On linear stability and dispersion for crystals in the Schroedinger-Poisson model

Alexander Komech, Elena Kopylova

Published 2015-05-26Version 1

We consider the Schr\"odinger-Poisson-Newton equations as a model of crystals. Our main results are the well posedness and dispersion decay for the linearized dynamics at the ground state. This linearization is a Hamilton system with nonselfadjoint (and even nonsymmetric) generator. We diagonalize this Hamilton generator using our theory of spectral resolution of the Hamilton operators with positive definite energy which is a special version of the M. Krein - H. Langer theory of selfadjoint operators in the Hilbert spaces with indefinite metric.

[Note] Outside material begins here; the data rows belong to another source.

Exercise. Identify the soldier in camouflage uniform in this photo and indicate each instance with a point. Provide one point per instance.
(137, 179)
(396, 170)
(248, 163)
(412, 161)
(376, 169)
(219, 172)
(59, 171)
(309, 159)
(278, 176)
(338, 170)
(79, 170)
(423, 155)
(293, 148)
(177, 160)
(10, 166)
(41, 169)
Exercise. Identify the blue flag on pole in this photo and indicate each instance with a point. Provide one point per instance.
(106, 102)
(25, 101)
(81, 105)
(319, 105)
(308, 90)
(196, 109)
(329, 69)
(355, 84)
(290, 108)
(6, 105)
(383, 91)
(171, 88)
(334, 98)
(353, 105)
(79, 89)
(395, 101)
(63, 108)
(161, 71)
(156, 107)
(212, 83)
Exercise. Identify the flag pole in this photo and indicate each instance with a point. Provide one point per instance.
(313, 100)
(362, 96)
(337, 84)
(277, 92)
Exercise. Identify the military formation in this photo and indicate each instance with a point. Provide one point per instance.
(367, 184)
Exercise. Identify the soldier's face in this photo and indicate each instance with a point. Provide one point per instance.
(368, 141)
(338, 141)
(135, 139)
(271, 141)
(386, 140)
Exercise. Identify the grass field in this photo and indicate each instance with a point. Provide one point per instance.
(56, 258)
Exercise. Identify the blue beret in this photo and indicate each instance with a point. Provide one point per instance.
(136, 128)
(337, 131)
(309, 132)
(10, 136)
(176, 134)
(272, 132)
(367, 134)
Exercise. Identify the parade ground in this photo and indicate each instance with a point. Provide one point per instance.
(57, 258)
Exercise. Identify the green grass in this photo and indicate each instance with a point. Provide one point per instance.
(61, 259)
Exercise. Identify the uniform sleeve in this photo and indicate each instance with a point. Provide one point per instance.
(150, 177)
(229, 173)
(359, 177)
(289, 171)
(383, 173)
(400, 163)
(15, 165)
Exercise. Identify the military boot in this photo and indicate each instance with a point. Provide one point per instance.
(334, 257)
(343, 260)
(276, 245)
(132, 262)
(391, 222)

Using this spectral resolution, we establish the well posedness and the dispersion decay of the linearized dynamics with positive energy. The key result of present paper is the energy positivity for the linearized dynamics with small elementary charge $e>0$ under a novel Wiener-type condition on the ions positions and their charge densitities. We give examples of the crystals satisfying this condition. The main difficulty in the proof ofr the positivity is due to the fact that for $e=0$ the minimal spectral point $E_0=0$ is an eigenvalue of infinite multiplicity for the energy operator. To prove the positivity we study the asymptotics of the ground state as $e\to 0$ and show that the zero eigenvalue $E_0=0$ bifurcates into $E_e\sim e^2$.